How fitting and compelling, then – on a show available to anyone on the planet with an Internet connection – were Ceridwen’s comments at 38:40 where she spoke about the interconnectedness of all people on the planet, the undeniable rise of globalization – and yet, at the same time, our alienation from “everything,” by which I took her to mean, perhaps incorrectly, at least the roots, identities, and functions of our own cultures, never mind, for the moment, other peoples’.
I may not know much about anthropology but I know my Lévi-Strauss (well, sort of), and her comments brought to mind one of the things he wrote, presciently in 1978, which speaks to the loss of our individuality in modern industrial society, that “[w]e are now threatened with the prospect of our being only consumers, able to consume anything from any point in the world and from every culture, but of losing all originality." [Myth and Meaning: Cracking the Code of Culture]
In addition, I don’t know if Ceridwen reads Chomsky, but he came to mind when she said, at 39:07, “we’re all complicit in these myriad of things every single day that we do and yet, those things have become invisible to us,” referring, perhaps, to those of us who don’t consider ourselves complicit because (it is true) “we are not doing anything” to [intentionally] harm the earth or other people on it.
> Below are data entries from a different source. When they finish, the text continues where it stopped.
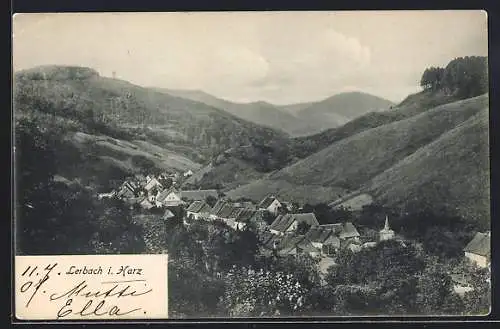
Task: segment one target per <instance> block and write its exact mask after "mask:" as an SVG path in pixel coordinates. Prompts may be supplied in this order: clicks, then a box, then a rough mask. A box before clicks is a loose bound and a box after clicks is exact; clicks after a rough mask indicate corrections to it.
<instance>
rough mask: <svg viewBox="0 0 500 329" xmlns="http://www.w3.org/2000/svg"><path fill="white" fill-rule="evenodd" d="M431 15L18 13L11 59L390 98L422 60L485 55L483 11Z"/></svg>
mask: <svg viewBox="0 0 500 329" xmlns="http://www.w3.org/2000/svg"><path fill="white" fill-rule="evenodd" d="M438 14H439V13H438ZM438 14H436V13H434V14H425V13H422V12H420V14H416V13H414V12H410V13H405V14H403V13H401V14H395V13H394V12H389V13H385V14H381V13H376V12H375V13H366V12H365V13H361V12H353V13H346V12H343V13H342V14H341V13H333V14H332V13H326V12H324V13H319V12H316V13H312V12H308V13H297V12H287V13H284V12H281V13H270V12H268V13H265V14H262V13H261V14H258V13H239V14H237V13H196V14H195V13H189V14H188V13H183V14H180V13H176V14H173V13H170V14H147V13H144V14H114V15H110V14H51V15H47V14H39V15H28V16H19V17H16V20H15V21H14V26H13V30H14V34H15V39H14V45H13V50H14V56H15V58H14V64H15V68H16V69H21V68H28V67H33V66H36V65H43V64H65V65H82V66H91V67H93V68H95V69H97V70H98V71H100V72H102V73H103V74H107V75H111V72H112V71H116V72H117V74H118V76H119V77H120V78H122V79H125V80H129V81H131V82H132V83H137V84H141V85H145V86H159V87H167V88H179V89H202V90H205V91H207V92H210V93H213V94H215V95H216V96H219V97H224V98H228V99H233V100H238V99H240V100H241V99H248V100H254V101H255V100H266V101H270V102H275V103H281V104H283V103H290V102H301V101H313V100H317V99H321V98H326V97H329V96H331V95H333V94H335V93H338V92H341V91H343V90H347V89H349V88H351V89H353V88H355V89H356V90H361V91H367V92H372V93H374V94H376V95H378V96H381V97H387V98H389V99H391V100H397V99H400V98H402V97H404V96H405V95H403V93H405V92H408V91H410V90H414V89H416V88H417V86H418V80H419V76H420V74H421V72H422V71H423V70H424V69H425V67H427V66H429V65H445V64H446V63H447V61H449V60H451V59H452V58H454V57H456V56H465V55H470V54H471V55H474V54H484V53H485V49H486V41H485V40H486V34H485V18H484V17H482V16H481V17H480V16H478V15H477V14H471V13H470V12H469V13H467V12H461V13H460V14H459V13H448V14H443V13H441V14H439V15H438ZM478 52H479V53H478Z"/></svg>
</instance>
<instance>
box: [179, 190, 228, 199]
mask: <svg viewBox="0 0 500 329" xmlns="http://www.w3.org/2000/svg"><path fill="white" fill-rule="evenodd" d="M180 194H181V198H186V199H188V200H193V201H196V200H205V199H206V198H207V197H208V196H212V197H214V198H217V197H218V196H219V195H218V193H217V191H216V190H190V191H181V192H180Z"/></svg>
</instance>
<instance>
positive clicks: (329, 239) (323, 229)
mask: <svg viewBox="0 0 500 329" xmlns="http://www.w3.org/2000/svg"><path fill="white" fill-rule="evenodd" d="M305 237H306V239H308V240H309V241H311V243H312V245H313V246H314V247H315V248H317V249H318V250H321V253H322V254H326V255H332V254H334V253H335V251H337V250H338V249H340V239H339V237H338V236H336V235H335V231H334V230H333V229H331V228H329V227H324V226H312V227H311V228H310V229H309V231H308V232H307V233H306V234H305Z"/></svg>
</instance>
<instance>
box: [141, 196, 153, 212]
mask: <svg viewBox="0 0 500 329" xmlns="http://www.w3.org/2000/svg"><path fill="white" fill-rule="evenodd" d="M141 199H142V200H141V201H139V205H140V206H141V207H142V208H144V209H146V210H149V209H151V208H153V207H154V205H153V204H152V203H151V202H149V200H148V198H146V197H144V198H141Z"/></svg>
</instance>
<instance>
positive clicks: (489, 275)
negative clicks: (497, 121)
mask: <svg viewBox="0 0 500 329" xmlns="http://www.w3.org/2000/svg"><path fill="white" fill-rule="evenodd" d="M487 21H488V17H487V13H486V12H485V11H481V10H446V11H444V10H443V11H440V10H434V11H423V10H422V11H417V10H415V11H331V12H328V11H321V12H319V11H318V12H315V11H302V12H301V11H294V12H279V11H275V12H273V11H268V12H163V13H160V12H158V13H151V12H149V13H144V12H143V13H139V12H137V13H131V12H130V13H124V12H122V13H112V12H108V13H37V14H28V13H18V14H16V15H14V16H13V39H12V40H13V55H12V56H13V57H12V62H13V72H14V73H13V118H14V122H13V136H14V137H15V138H14V143H13V145H12V150H13V156H14V160H15V172H14V178H15V180H14V181H15V186H14V191H13V192H14V195H15V200H14V201H15V202H14V206H15V208H14V209H15V216H14V218H13V223H14V228H15V229H14V232H12V234H13V237H14V242H15V243H14V247H15V255H14V256H15V257H14V263H13V265H14V267H15V277H14V278H13V283H14V285H13V289H14V293H13V294H14V299H15V310H14V311H15V317H16V319H17V320H19V321H30V320H46V321H52V320H59V321H64V320H79V321H94V320H99V321H101V320H106V321H108V320H132V319H133V320H148V319H162V320H166V321H167V320H168V321H171V320H172V319H191V320H193V321H194V320H197V319H198V320H199V319H207V318H210V319H231V318H246V319H264V318H277V319H280V318H309V319H310V318H315V317H328V318H337V317H349V318H356V317H361V318H364V317H384V318H385V317H395V316H397V317H406V316H408V317H410V316H464V315H467V316H478V317H480V316H485V315H488V314H489V312H490V309H491V247H490V243H491V242H490V241H491V214H490V167H489V166H490V165H489V78H488V24H487Z"/></svg>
I think Chomsky’s point, which Ceridwen seems to endorse, is that it is precisely by “not doing anything” that we contribute to, for instance, the physical degradation of the planet or, politically, human suffering and death in places that seem very far off but, in a globalized 21st century perspective (of course, Chomsky began writing about this in the 1960s), in fact are not.
This admittedly is taking large guesses at what Ceridwen meant, since her comments were brief, but I think they are reasonable guesses. My point is that what I am experiencing is similar to what happens in a college classroom. There is no replacement for being in that classroom – but this is the first time I have ever had even close to such an experience on the Web. And, for me, the fact that I thought about these issues and posted a comment to try to foster conversation about what we all watched is the clearest evidence that this is indeed a great new program.

Ceridwen's picture

Thank you, knapper, for such

Thank you, knapper, for such a thoughtful and stimulating response. You've understood exactly what I was trying to say, and I think Levi-Strauss and Chomsky are excellent anthropological examples of how this point has been theorized in interesting ways. I would add Pierre Bourdieu to that list, in particular his conception of 'misrecognition' and the 'symbolic violence' to which it leads. In my (perhaps flawed) understanding of misrecognition, I see it as the end result of our socialization into a particular cultural habitus, or way of being in the world, with its attendant assumptions about how things should be, how institutions should work, what is the natural way for things, people, governments, humanity as a whole to act. As a result, the abuses of power that occur within our social worlds become invisible to us because of our enculturation into a particular way of being, seeing, thinking, feeling, and it is this refusal (or inability) to acknowledge those structures of power that can lead, in Bourdieu's argument, to symbolic violence being committed, which is particularly nefarious because it is invisible, spreading, and linked inextricably to our daily rituals and behaviors. Misrecognition is crucial to institutional or political legitimacy and to the justification of all sorts of suspect things, and I've found it very powerful because it really gets at the nature of power and wrong-doing and how we are all implicated in ways we do and don't acknowledge.